La conversión de aquel muchacho fue tan radiante y espléndida, que los chicos del barrio de su edad empezaron a decir que en realidad nunca había sido adicto, sólo un periodista que se había metido en aquello atraído por la experiencia en sí y la posibilidad de contar la historia. La madre intentó varias veces dejar lo que, sin su hijo y los amigos de su hijo, se había convertido en un hábito solitario. Sólo pudo reducirlo a niveles soportables. El chico y la chica cogieron su mimeógrafo electrónico y se trasladaron a los confines boscosos de otro barrio. Eran muy estrictos. Dijeron que no querían verla hasta que no llevara setenta días sin drogas.
Sola en casa por la noche, llorando, la madre leía y releía los siete números de ¡Oh! ¡Caballo dorado! Le parecían tan veraces como siempre. Nosotros íbamos con frecuencia a visitarla y consolarla. Pero si mencionábamos a alguno de nuestros hijos que estuviera en la universidad o en el hospital, o que lo hubiera dejado todo y estuviera colgado en casa, gritaba «¡Mi niño! ¡Mi niño!» y rompía a llorar con unas lágrimas terribles e inacabables que la afeaban muchísimo. Fin.
Mi padre primero guardó silencio. Luego dijo:
—Primero: Tienes un sentido del humor excelente. Segundo: Veo que eres incapaz de contar una historia sencilla. Así que es mejor no perder el tiempo.
Luego dijo, con tristeza:
—Tercero: Supongo que lo que quieres decir es que se quedó sola, que la dejaron sola, la madre. Sola. ¿Enferma quizás?
—Sí —dije.
—Pobre mujer. Pobre chica. Nacer en una época de locos. Vivir entre locos. El final. El final. Tenías mucha razón al decirlo. Fin.
Yo no quería discutir, pero tuve que decir:
—Bueno, eso no es necesariamente el final, papá.
—Sí —dijo—, qué tragedia. El fin de una persona.
—No, papá —supliqué—. No tiene por qué serlo. Ella sólo tiene cuarenta años. Podría hacer cientos de cosas distintas en este mundo, todavía. Podría hacerse profesora, o asistenta social. ¡Una ex yonqui! A veces, vale más que un doctorado en pedagogía.

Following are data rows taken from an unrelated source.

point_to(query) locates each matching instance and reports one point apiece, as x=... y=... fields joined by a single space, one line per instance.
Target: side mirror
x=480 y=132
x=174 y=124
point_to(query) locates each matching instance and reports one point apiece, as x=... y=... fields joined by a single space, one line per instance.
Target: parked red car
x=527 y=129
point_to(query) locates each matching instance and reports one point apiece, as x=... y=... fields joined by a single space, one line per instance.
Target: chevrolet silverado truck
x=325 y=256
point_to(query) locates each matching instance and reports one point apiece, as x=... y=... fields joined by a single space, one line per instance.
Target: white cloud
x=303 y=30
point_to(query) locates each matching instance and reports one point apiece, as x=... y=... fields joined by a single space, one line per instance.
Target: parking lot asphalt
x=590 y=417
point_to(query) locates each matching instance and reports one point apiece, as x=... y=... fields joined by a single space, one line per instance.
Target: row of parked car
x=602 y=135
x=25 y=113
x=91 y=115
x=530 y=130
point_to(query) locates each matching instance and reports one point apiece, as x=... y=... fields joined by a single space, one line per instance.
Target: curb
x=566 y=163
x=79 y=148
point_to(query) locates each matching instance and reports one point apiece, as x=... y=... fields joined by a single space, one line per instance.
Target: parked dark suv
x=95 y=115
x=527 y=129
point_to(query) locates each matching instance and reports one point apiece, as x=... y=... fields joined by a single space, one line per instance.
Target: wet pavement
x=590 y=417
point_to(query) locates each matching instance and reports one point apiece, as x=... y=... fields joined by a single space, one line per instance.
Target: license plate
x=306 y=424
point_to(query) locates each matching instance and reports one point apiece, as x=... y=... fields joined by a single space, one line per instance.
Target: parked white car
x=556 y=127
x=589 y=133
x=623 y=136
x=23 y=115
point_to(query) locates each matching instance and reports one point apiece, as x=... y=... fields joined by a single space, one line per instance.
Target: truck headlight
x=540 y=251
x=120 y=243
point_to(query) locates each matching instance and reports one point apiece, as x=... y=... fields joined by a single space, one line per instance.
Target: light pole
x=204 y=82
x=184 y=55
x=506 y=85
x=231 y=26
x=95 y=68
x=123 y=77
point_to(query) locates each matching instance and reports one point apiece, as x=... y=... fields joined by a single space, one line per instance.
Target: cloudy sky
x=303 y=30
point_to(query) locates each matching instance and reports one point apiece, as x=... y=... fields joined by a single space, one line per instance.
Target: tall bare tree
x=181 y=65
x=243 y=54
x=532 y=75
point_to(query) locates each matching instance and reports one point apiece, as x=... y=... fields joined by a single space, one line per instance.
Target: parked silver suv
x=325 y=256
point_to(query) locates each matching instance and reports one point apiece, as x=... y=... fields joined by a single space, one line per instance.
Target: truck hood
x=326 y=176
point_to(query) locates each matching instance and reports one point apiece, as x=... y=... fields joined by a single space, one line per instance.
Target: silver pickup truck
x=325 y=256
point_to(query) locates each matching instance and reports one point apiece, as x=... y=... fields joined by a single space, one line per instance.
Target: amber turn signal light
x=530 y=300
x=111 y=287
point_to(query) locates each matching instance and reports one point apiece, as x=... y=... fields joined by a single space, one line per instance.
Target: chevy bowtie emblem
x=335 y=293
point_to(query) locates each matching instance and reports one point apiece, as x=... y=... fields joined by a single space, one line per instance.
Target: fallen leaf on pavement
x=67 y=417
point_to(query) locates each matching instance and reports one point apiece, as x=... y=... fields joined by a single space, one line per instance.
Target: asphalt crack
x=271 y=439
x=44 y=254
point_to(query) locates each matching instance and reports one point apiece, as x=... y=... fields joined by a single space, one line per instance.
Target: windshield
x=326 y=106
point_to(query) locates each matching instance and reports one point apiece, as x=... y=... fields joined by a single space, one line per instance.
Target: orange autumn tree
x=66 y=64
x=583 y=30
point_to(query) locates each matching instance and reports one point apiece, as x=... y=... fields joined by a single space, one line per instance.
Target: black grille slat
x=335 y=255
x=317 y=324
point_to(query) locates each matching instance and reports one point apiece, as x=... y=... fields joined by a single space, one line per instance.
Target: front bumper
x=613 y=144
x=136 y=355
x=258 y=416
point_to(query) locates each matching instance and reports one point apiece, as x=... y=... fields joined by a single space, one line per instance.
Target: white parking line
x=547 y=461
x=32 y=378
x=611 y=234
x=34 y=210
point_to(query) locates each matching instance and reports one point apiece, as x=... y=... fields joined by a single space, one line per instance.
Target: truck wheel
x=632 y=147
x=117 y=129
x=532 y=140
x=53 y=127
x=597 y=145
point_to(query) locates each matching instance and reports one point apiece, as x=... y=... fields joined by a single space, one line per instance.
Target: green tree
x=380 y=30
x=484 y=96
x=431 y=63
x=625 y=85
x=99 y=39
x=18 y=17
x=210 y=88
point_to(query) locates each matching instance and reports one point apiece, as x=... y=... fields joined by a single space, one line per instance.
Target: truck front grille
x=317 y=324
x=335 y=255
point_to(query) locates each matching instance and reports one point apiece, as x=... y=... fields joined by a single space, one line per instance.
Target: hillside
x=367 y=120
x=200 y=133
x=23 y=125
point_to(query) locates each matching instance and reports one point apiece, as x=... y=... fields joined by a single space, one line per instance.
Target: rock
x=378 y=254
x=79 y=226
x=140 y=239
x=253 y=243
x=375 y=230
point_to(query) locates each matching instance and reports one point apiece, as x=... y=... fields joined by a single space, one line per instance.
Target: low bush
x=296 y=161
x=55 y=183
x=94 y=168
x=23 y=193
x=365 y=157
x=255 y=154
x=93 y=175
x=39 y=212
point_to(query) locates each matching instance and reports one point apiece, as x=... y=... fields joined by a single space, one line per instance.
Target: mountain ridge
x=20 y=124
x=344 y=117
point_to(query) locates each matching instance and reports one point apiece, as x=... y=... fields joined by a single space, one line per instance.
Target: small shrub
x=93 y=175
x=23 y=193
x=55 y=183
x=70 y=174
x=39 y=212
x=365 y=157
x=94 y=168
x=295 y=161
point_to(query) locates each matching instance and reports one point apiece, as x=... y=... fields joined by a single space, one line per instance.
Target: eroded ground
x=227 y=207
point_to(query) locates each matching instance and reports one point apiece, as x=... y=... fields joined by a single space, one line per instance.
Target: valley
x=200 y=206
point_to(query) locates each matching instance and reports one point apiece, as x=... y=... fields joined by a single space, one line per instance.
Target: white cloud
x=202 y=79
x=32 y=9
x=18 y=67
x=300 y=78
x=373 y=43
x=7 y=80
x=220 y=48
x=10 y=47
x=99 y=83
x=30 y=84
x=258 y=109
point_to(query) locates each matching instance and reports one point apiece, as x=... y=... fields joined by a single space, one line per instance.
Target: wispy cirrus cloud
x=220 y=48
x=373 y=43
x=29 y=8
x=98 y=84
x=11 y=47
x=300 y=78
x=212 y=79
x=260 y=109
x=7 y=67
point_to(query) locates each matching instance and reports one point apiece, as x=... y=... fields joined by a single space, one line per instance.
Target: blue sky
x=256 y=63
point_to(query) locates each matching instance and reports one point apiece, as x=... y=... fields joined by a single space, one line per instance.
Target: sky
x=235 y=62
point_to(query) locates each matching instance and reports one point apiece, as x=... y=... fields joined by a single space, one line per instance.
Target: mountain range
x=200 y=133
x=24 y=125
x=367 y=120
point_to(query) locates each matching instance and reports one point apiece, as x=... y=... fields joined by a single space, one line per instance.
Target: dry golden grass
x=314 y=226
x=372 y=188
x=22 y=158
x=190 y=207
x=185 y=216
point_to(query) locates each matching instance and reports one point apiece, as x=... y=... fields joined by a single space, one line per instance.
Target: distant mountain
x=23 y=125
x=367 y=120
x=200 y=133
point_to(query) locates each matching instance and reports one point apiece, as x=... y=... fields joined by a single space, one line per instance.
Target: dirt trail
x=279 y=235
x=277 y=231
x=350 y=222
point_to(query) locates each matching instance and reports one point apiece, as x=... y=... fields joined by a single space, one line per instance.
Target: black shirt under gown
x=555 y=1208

—Bromeas —dijo—. Cuentas chistes, ése es tu principal problema como escritora. No quieres admitirlo. ¡Tragedia! ¡Tragedia pura! ¡Tragedia histórica! No hay ninguna esperanza. Es el final.
—Oh, papá —dije—. Ella podría cambiar.
—También en tu propia vida tienes que mirar las cosas cara a cara.

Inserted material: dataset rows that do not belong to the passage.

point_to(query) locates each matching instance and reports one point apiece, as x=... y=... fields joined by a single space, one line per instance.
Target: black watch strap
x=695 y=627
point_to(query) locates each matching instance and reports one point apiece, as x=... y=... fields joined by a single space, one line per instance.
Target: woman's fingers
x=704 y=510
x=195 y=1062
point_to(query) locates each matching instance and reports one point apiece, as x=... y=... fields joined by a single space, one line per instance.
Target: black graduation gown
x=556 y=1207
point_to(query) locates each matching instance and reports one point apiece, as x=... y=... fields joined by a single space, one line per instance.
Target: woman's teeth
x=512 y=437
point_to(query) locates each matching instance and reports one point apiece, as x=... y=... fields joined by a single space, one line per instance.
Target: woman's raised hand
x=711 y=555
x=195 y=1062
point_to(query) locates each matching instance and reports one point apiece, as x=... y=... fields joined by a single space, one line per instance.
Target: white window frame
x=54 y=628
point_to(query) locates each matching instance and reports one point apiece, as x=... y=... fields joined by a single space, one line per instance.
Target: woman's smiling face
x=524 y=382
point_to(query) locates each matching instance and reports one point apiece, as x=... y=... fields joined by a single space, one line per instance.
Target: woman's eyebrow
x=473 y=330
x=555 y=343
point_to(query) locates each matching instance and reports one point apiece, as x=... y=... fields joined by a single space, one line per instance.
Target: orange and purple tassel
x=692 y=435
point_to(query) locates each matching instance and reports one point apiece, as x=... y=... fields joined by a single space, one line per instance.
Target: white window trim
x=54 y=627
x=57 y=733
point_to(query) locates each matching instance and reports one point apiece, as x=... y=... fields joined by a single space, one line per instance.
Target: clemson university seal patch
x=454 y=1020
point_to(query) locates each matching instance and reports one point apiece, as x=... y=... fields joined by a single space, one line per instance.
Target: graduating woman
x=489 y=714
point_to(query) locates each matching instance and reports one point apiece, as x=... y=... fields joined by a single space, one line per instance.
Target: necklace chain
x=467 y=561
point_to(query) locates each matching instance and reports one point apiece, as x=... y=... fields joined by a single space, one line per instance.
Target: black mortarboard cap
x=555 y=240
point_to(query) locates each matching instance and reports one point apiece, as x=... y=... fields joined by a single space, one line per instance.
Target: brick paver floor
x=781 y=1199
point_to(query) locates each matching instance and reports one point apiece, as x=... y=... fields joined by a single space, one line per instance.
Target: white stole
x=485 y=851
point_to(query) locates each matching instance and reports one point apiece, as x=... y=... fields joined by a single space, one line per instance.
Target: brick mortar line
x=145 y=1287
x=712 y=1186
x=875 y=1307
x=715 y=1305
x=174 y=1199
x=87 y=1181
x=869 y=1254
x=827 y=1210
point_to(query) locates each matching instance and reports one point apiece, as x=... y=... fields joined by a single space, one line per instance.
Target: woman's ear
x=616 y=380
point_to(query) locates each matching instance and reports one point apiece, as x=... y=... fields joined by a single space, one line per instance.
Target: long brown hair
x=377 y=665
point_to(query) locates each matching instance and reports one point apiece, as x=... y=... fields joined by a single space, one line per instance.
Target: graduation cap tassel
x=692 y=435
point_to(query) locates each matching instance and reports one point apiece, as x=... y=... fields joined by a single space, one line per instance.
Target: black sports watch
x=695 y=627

Tomó un par de pastillas de nitroglicerina.
—Súbelo a cinco —dijo luego, señalando el botón del tanque de oxígeno. Se metió los tubos en la nariz y respiró profundamente. Luego cerró los ojos y dijo:
—No.
Yo había prometido a la familia que le dejaría decir siempre la última palabra en las discusiones, pero en aquel caso tenía una responsabilidad distinta. Esa mujer vive en mi calle, enfrente de mi casa. Yo la conozco y yo la he inventado. Lo siento por ella. No voy a dejarla allí, en aquella casa, llorando. (En realidad, tampoco la vida, que, al contrario que yo, no tiene piedad, la dejaría allí.)
En consecuencia: Ella cambió. Su hijo nunca volvió a casa, por supuesto. Pero en estos momentos es la recepcionista de una clínica comunitaria del barrio, en East Village. La mayoría de los clientes son jóvenes, algunos antiguos amigos. El médico jefe le ha dicho: «Si tuviéramos tres personas nada más en esta clínica con su experiencia…».
—¿Le dijo eso el médico? —Mi padre se sacó los tubos de oxígeno de la nariz y añadió—: Eso es una broma. Otra broma.
—No, papá, pudo suceder realmente. Vivimos en un mundo extraño.
—No —dijo—. La verdad ante todo. Ella irá hundiéndose. Una persona ha de tener carácter. Y ella no lo tiene.
—No, papá —dije—. De veras. Ha conseguido un trabajo. En serio. Trabaja en esa clínica.
—¿Cuánto tiempo crees que va a durar? —preguntó—. ¡Es una tragedia! ¡Tú también! ¿Cuándo mirarás las cosas cara a cara?